LONDON — The U.K. government has poured cold water on long-touted plans for a bonfire of laws inherited from the EU after Brexit — and some Conservative Euroskeptics aren’t happy.
During a briefing Monday on the Retained EU Law Bill, Business Secretary Kemi Badenoch told senior Tory Brexiteers that by December 31 the government will only bin 800 — or one in four — of the estimated 3,200 pieces of EU legislation which were automatically added to the U.K. statute book after Brexit.
The bill introduces a controversial “sunset clause” that will automatically scrub EU retained laws that have not been changed or repealed by the end of this year. Advocates see that cull as a key Brexit dividend as the U.K. goes its own way, but the policy has been criticized by business groups for creating regulatory uncertainty.
Badenoch told the group of MPs that her officials had concluded it is not possible to remove thousands of laws, according to people in the room who confirmed a Daily Telegraph story.
A government spokesperson did not deny the report, and said the administration is currently mulling its approach on amendments to the bill, which is still awaiting a date for report stage scrutiny in the House of Lords — expected to be mid-May.
“We remain committed to ensuring the Retained EU Law (REUL) Bill receives Royal Assent and that the supremacy of EU law ends with unnecessary and burdensome EU laws removed by the end of this year,” the spokesperson said.
“Once passed, the Bill will enable the country to further seize the opportunities of Brexit by ensuring regulations fit the needs of the UK, helping to grow our economy and drive innovation,” they added.
But the new plan has triggered fury among Tory Brexiteers.
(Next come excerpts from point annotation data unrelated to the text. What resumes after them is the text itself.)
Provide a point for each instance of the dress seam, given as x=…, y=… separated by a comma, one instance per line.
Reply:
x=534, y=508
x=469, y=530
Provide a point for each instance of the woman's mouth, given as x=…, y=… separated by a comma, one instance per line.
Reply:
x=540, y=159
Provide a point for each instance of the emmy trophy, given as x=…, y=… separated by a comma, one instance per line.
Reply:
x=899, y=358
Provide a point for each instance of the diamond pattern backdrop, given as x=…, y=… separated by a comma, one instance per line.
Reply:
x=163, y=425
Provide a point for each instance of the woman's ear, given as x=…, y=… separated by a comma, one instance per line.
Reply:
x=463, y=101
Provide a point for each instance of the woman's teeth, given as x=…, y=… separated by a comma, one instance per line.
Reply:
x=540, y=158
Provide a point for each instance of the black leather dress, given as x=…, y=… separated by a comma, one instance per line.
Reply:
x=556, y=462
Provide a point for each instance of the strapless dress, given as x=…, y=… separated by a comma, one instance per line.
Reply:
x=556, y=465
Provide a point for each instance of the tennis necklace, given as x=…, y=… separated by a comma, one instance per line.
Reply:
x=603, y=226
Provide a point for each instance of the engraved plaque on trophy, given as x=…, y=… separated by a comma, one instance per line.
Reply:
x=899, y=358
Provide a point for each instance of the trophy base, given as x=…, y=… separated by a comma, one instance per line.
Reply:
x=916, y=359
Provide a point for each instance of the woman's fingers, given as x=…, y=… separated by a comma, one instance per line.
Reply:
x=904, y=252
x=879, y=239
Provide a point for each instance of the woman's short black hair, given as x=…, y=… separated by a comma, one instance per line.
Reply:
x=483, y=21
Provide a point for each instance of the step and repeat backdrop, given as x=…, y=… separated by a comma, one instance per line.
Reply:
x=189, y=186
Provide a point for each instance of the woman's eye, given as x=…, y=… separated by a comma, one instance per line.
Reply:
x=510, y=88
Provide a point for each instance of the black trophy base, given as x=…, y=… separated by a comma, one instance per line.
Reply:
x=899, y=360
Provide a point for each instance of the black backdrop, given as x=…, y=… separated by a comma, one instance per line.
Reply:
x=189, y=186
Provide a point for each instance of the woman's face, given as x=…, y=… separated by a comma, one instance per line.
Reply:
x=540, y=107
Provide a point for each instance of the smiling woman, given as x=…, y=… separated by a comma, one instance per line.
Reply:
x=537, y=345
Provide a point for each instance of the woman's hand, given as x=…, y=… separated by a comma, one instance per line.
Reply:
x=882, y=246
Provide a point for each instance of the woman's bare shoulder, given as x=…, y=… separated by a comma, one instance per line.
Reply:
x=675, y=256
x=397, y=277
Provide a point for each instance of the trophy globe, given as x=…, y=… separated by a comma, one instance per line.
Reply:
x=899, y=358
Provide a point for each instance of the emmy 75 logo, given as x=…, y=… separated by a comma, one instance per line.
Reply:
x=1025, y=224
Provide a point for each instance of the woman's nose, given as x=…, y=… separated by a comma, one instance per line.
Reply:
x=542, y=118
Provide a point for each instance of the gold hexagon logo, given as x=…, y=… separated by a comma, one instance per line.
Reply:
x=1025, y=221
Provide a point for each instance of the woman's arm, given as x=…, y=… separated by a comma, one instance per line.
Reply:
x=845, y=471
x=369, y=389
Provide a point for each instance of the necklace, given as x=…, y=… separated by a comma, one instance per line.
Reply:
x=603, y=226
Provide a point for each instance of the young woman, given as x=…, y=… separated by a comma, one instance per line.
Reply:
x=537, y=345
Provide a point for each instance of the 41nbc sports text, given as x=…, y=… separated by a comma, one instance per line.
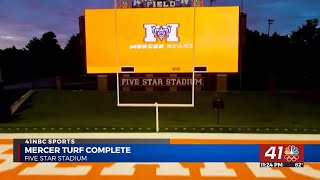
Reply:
x=49, y=141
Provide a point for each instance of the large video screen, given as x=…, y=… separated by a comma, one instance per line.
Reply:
x=162, y=40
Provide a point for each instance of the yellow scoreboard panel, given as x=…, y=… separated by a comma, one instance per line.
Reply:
x=162, y=40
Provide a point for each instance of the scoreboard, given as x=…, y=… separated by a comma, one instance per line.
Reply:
x=161, y=150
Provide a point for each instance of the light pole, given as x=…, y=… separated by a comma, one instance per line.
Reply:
x=241, y=7
x=270, y=21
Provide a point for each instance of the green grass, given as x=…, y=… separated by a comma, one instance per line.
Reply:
x=93, y=111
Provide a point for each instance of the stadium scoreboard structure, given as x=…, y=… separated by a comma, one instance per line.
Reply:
x=161, y=150
x=162, y=40
x=190, y=39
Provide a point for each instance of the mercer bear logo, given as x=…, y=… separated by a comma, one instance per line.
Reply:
x=154, y=32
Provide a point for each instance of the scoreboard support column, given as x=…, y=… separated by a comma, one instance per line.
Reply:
x=149, y=88
x=173, y=88
x=222, y=81
x=103, y=82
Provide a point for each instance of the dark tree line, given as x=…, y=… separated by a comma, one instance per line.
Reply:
x=278, y=62
x=42, y=58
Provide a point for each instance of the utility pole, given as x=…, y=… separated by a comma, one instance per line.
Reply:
x=270, y=21
x=241, y=7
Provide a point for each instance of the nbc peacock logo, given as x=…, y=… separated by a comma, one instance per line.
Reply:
x=291, y=153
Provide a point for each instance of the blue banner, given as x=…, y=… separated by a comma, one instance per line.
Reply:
x=149, y=153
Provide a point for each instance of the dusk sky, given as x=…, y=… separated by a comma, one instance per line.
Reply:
x=20, y=20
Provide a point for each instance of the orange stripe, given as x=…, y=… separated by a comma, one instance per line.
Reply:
x=6, y=141
x=221, y=141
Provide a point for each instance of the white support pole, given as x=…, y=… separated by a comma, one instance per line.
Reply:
x=157, y=117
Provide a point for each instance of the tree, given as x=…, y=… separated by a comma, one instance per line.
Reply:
x=46, y=55
x=305, y=43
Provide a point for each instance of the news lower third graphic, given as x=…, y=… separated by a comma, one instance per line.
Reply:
x=160, y=150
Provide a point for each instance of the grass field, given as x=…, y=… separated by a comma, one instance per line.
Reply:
x=92, y=111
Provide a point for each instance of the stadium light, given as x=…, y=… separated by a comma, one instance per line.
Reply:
x=270, y=21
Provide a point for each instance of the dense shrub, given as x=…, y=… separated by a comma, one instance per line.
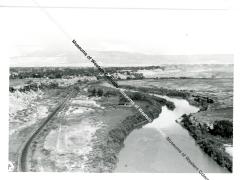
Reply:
x=222, y=128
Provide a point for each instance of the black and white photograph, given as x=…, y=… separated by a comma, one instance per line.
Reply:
x=124, y=87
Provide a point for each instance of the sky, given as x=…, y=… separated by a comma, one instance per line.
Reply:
x=155, y=29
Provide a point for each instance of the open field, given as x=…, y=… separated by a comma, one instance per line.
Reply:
x=79, y=124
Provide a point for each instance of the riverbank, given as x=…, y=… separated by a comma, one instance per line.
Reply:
x=198, y=126
x=110, y=138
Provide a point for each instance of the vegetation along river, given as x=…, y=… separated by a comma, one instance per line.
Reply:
x=146, y=150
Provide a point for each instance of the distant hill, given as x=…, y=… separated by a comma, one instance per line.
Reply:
x=113, y=58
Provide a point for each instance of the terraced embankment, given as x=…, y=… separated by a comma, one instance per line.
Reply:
x=23, y=154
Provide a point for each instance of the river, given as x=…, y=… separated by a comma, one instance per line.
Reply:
x=146, y=150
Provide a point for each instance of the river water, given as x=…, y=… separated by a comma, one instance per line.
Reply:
x=146, y=150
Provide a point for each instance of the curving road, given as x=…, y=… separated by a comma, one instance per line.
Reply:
x=22, y=159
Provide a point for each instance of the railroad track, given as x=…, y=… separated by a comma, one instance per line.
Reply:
x=22, y=159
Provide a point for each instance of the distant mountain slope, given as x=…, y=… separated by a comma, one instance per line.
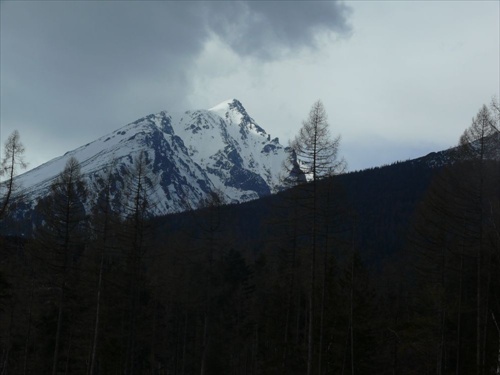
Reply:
x=191, y=154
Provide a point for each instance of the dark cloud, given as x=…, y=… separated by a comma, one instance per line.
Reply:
x=266, y=29
x=77, y=69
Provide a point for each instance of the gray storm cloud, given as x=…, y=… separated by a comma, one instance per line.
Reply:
x=264, y=29
x=90, y=66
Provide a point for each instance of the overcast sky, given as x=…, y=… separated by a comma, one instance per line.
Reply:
x=398, y=79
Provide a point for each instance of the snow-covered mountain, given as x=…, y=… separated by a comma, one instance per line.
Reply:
x=190, y=154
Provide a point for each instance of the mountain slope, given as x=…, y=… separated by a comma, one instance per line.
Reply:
x=190, y=154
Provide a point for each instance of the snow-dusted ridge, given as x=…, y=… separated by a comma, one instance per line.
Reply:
x=191, y=153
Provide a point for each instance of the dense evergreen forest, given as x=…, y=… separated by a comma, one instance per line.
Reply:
x=392, y=270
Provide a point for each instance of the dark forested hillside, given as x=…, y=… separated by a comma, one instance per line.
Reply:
x=405, y=279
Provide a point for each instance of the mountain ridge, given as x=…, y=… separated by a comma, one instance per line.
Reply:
x=193, y=153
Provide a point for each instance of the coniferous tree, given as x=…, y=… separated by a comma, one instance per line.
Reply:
x=317, y=155
x=60, y=241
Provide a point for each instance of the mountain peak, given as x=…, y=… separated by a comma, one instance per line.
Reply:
x=222, y=108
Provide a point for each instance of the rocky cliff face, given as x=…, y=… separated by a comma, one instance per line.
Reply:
x=190, y=155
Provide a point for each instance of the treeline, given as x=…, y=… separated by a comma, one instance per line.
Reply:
x=110, y=291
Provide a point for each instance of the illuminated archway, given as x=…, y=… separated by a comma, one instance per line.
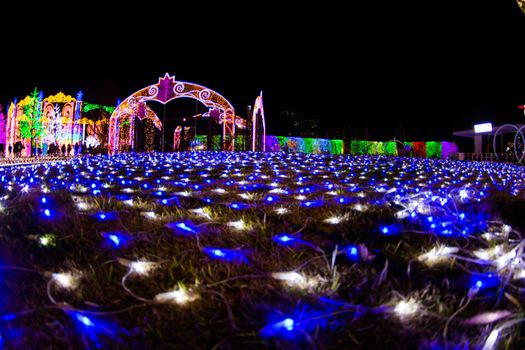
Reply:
x=258, y=126
x=164, y=91
x=519, y=132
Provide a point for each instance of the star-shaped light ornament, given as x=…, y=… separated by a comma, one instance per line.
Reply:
x=166, y=85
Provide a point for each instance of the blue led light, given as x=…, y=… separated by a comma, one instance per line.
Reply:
x=228, y=255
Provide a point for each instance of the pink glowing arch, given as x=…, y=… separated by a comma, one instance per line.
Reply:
x=258, y=126
x=164, y=91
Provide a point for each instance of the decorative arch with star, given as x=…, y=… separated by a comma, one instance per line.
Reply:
x=166, y=90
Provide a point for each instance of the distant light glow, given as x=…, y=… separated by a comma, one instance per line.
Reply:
x=485, y=127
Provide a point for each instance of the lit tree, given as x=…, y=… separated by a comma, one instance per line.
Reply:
x=2, y=126
x=31, y=124
x=55, y=123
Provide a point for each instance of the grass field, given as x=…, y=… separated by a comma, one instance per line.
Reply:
x=248, y=251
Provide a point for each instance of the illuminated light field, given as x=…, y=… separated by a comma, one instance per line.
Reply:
x=251, y=250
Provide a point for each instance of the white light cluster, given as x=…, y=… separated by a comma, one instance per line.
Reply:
x=407, y=308
x=67, y=280
x=178, y=296
x=142, y=268
x=437, y=255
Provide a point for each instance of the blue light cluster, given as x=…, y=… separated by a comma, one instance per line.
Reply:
x=228, y=255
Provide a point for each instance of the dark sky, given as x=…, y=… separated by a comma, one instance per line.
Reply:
x=423, y=71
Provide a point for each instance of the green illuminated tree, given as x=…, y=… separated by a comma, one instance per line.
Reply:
x=30, y=123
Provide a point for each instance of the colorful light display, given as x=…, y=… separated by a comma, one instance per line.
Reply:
x=166, y=90
x=36, y=123
x=344, y=241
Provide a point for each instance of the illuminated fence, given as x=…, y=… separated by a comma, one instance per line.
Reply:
x=430, y=149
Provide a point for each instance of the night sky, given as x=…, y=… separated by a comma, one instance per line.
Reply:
x=417, y=73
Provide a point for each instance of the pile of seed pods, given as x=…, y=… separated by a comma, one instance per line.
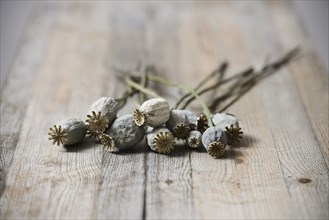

Jacob Rees-Mogg, the former business secretary who spearheaded the plan while in government, said Badenoch was “one of the most dynamic ministers in the government” and warned that if she could not fulfill the promise it suggested intransigence by civil servants who are “paid to deliver.”
He asked on his GB News show: “The question is, are we now getting — instead of the roast beef of the full Brexit that we were hoping for, with roast potatoes and Yorkshire puddings and lashings of gravy, merely thin gruel?”
Others saw a pragmatic compromise that may further ease the U.K.’s improving relationship with the EU, which had closely followed the discussions on the bill in London.
David Davis, a former Brexit secretary and senior Conservative MP, told POLITICO that the most important aim should be to get detailed scrutiny of specific laws right, and that enhancing ties with Brussels was “secondary, frankly.”
“The truth is that quite a lot of EU law makes little difference for a variety of reasons,” he said. “One is [they are] minor legislation, often consistent with other international legislation that we would be inclined to obey, like the U.N. regulations in the automotive sector. But on the other hand, there are some that make a big difference and matter to the country — those are the ones that we should be focused on.”
Davis, who has previously voiced concern about the impact of scrapping the EU laws too quickly, said some lawmakers in the European Research Group of Euroskeptic Tory MPs are concerned that if the Conservatives lose the next general election, Labour will not conclude the task of scrubbing those laws.
But he said it was important to give the House of Commons enough time to digest the mammoth number of laws still to be reviewed.
“The slogan in the Brexit campaign was ‘take back control,’ to give control to Westminster, not to give it to Whitehall. If you try to rush everything at once the House of Commons will not have time to scrutinize it properly,” he said. “My view is that we should continue reviewing them in the longer term.”
Anand Menon, director of the U.K. in a Changing Europe think tank, said the government’s new plan is “much more sensible.”
“No one ever claimed there weren’t EU regulations we should get rid of or could amend. But planning to simply scrap them all to make a political point was just plain reckless,” he said.
Stefan Boscia contributed reporting.